Thereafter, preview play for this re-recorded portion is performed. After the preview play, the correction acceptance screen for accepting correction for the re-recorded portion is displayed again. According to such operations, it is possible to re-record the designated portion until No is determined and audio data of the re-recorded portion is decided in the correction acceptance screen after the preview play.

On the other hand, after the preview play for the re-recorded portion, when No is determined in the correction acceptance screen for the re-recorded portion and the re-recorded audio data is decided, audio data of a portion corresponding to the designated portion in the original audio data is replaced with the audio data of the designated portion obtained by the re-recording to generate a new audio file.

According to the above explanation, in the range designation in this case, a range of text data is designated and a range of audio data is not directly designated.

However, as explained with reference to FIG. 2, in the editing apparatus 2, the CPU 5 attaches the audio time code to the recorded sound. Therefore, it is possible to specify, on the basis of the audio time code, a data portion corresponding thereto of the audio data from the text time codes of the portion of the range designated. Specifically, a range on a time axis is specified according to values of a text time code of a start character position in the portion of the range designated and a text time code of an end character position of the portion. In this way, it is possible to specify an audio data portion corresponding to the range designated in the text data.

After replacing the corresponding portion of the original audio data with the re-recorded audio data in this way to generate the new audio file, preview play is performed for entire audio data as this new audio file.
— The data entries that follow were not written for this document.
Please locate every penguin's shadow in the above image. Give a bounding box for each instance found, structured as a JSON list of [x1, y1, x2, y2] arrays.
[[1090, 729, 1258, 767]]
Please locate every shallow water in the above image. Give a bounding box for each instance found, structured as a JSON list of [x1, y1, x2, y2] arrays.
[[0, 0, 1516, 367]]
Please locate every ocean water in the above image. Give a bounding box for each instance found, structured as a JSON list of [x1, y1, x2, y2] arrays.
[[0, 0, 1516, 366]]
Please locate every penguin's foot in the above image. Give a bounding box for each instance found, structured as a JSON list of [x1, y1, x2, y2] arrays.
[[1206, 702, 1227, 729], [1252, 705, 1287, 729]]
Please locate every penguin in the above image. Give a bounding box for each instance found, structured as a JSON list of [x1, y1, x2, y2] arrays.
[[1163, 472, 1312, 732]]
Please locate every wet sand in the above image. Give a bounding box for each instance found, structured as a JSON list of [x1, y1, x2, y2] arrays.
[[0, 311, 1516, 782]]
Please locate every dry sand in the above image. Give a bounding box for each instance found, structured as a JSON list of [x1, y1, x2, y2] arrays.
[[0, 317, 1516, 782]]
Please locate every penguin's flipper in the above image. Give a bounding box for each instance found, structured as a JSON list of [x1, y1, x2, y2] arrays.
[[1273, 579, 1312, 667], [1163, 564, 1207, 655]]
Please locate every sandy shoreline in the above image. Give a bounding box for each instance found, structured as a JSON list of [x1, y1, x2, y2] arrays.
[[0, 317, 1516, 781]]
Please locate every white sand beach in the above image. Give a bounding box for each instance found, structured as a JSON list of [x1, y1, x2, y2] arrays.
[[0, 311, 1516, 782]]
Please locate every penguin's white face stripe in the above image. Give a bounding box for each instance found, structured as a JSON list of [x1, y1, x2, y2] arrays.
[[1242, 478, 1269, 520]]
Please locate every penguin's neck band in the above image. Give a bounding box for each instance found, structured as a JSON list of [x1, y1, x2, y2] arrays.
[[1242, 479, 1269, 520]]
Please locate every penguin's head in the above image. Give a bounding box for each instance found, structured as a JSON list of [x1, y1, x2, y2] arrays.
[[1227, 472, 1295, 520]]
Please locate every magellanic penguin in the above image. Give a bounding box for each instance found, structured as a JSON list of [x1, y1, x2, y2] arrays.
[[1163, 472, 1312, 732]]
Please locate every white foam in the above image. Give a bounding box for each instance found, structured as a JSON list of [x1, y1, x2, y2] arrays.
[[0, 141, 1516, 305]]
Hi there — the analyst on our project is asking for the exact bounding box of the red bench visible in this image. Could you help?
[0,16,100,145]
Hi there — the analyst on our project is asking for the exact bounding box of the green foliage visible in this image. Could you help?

In the preview play in this case, as in the above case, screen transition on the display unit 15 is the same as the screen transition shown in FIGS. 6 to 8.

Although not explained with reference to the drawings, the correction acceptance screen shown in FIG. 9A is displayed at timing after the preview play for the audio file generated by replacing the designated portion as well as timing after the preview play after the time axis compression/expansion processing is performed and after the preview play after the re-recording from the beginning to make it possible to accept correction again.

Consequently, it is possible to accept correction until No is determined in the correction acceptance screen and audio data after correction is decided.

Operations in combining separately photographed and edited videos with a sound obtained by the recording operation explained above to generate an AV file as news contents will be explained.

FIGS. 11A and 11B show examples of a sound/video combination screen that should be displayed on the display unit 15 in association with the time of combination of an audio video with the recorded sound.

First, when the user performs combination of a sound and a video, the user can cause the editing apparatus 2 to display the sound/video combining screen shown in FIG. 11A by operating a predetermined operation key of the operation unit 9.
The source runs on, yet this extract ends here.